DATE: 20060927
DOCKET: C43145
COURT OF APPEAL FOR ONTARIO
RE:
TRACY ARMSTRONG (Plaintiff/Respondent) v. PATRICK JOHN ALLAN ARMSTRONG (Defendant/Appellant)
BEFORE:
DOHERTY, SIMMONS and ROULEAU JJ.A.
COUNSEL:
D. Smith
for the defendant/appellant
David A. Seed
for the plaintiff/respondent
HEARD & ENDORSED:
September 25, 2006
On appeal from the order of Justice B. H. Matheson of the Superior Court of Justice dated February 2, 2005.

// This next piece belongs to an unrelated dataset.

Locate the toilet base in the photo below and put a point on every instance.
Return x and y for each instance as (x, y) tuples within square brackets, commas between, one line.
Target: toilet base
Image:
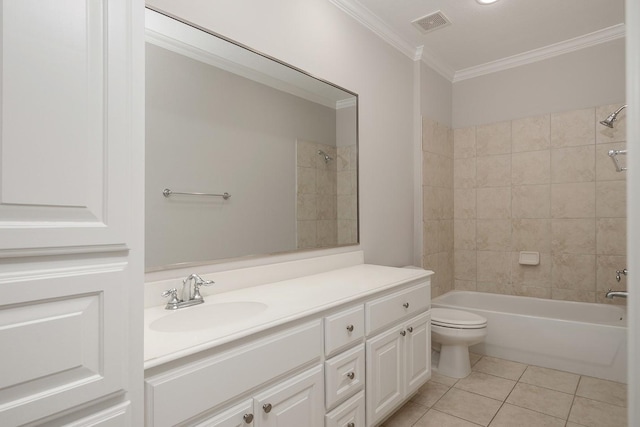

A P P E A L B O O K E N D O R S E M E N T
[1] The appellant’s failure to make the support payments required by the agreement gave the judge jurisdiction to vary the support provisions in the agreement: see s. 334(4) of the Family Law Act. While it is not clear to us how the judge arrived at the conclusion he did, that conclusion is not outside of the realm of possible result given the judge’s broad discretion. We are firmly of the view, in all of the circumstances, particularly given the amounts involved, and the fact that the support obligation has terminated, that further proceedings in respect of support would not be in the interests of justice. We would not disturb this part of the order.
[2] We are persuaded that there is no evidence to support the finding at para. 19 of the reasons to the effect that the appellant failed to make full disclosure of his assets at the time the separation agreement was made. The respondent was aware of the assets and, on the evidence, had as much ability to value these assets as the appellant. The fact that the property division does not comport with the result that may have been achieved by the equalization process, is no ground to set aside that part of the agreement.
[3] Paragraph one of the order of Matheson J. dated February 2, 2005 is set aside; the rest of the order stands.
[4] Given the mixed result, there will be no order as to costs on the appeal.